写真は、活動で使用したスカーフを子ども達が畳んでくれたものです。

 

生活、社会的な要素を活動に「付け加える」

リトミックは、機械やモノとのやりとりではなく「人」とのやりとりです。その中で子どもは指導者という「大人」と接点をもちます。

 

そこから、生活に関すること、社会性に関することを得ていきます。

 

幼児期の子からは、大人の一挙手一投足が見られているといっても過言ではありません。そのため、ことらが行う事には気が抜けません(あえて気を抜いて冗談で活動を進める場面もありますが)。

 

そして、こちらが「示していく」ということも出来ます。それは、「リトミック」のやりとりに生活や社会性を含ませていく、ということです。

 

例えば、写真のスカーフですが、使用したあとこちらが一方的に回収するのではなく、「たたんで返してね」と伝えたり、箱を用意して「ここにしまいましょう」とすれば、生活の中で出てくる「たたむ」や「片付け」「しまう」などの要素を入れていけます。

 

例えば、年長児では、こちらの質問にはワイワイと一斉に答えるのではなく、挙手して指名された子が答える、というように学校への前段階としての経験要素を入れていけます。

 

あくまで目的はリトミック

ただ、こうした事が培われるのは、日常の部分がほとんどです。日常の部分とは、家で過ごしている時、幼稚園や保育園で過ごしているときなどです。

 

「リトミックで社会性を伸ばす!」なんておこがましいことは言えません。

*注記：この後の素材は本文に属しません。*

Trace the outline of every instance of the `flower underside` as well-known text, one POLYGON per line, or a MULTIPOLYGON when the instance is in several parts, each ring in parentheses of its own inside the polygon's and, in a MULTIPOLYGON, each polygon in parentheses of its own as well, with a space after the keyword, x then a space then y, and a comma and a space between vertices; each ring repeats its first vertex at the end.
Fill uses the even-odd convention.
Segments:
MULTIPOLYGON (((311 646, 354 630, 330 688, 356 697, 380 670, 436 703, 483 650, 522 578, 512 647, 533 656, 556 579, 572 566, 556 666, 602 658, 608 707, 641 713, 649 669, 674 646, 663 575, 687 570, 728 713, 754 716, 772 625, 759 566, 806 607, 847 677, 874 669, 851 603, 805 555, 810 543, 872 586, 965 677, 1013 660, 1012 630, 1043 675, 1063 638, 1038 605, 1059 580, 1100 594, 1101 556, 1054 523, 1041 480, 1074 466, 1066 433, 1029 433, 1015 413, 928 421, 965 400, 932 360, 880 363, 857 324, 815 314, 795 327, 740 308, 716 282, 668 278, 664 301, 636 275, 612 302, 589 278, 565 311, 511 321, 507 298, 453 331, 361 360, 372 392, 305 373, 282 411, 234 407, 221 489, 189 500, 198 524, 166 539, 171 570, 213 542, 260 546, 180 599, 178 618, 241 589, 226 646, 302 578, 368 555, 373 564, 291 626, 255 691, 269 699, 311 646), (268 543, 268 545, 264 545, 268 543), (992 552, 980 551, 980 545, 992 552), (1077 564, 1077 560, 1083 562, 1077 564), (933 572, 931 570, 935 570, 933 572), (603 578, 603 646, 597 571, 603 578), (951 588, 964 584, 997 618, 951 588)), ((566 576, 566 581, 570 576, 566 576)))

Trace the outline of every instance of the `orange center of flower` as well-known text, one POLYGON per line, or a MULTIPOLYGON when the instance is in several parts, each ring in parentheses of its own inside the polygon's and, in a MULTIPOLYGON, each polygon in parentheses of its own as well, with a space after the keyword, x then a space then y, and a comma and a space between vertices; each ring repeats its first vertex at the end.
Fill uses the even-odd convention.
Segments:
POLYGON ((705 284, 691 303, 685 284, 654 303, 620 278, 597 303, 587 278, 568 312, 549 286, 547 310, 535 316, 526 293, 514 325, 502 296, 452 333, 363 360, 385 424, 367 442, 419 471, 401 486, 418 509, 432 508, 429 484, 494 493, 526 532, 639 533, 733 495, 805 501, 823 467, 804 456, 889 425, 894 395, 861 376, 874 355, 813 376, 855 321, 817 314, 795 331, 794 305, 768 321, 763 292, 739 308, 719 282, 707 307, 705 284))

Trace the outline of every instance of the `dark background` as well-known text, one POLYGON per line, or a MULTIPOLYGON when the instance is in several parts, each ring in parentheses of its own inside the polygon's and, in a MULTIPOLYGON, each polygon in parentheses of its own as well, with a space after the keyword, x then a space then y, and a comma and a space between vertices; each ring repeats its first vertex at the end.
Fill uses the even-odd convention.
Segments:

月イチ、週イチ30分程度の短いリトミックでは、あくまで経験の「きっかけ」を作るだけに過ぎません。

 

しかし、イレギュラーであるリトミックの活動こそ、「きっかけ」をいれていく役割だとも思います。

 

そして、活動の中であれもこれもと設定すると子どもも、指導者自身も混乱してしまいます。

 

それなので、目的はいくつも詰め込みすぎず、あくまでリトミックを中心におくことが大切です。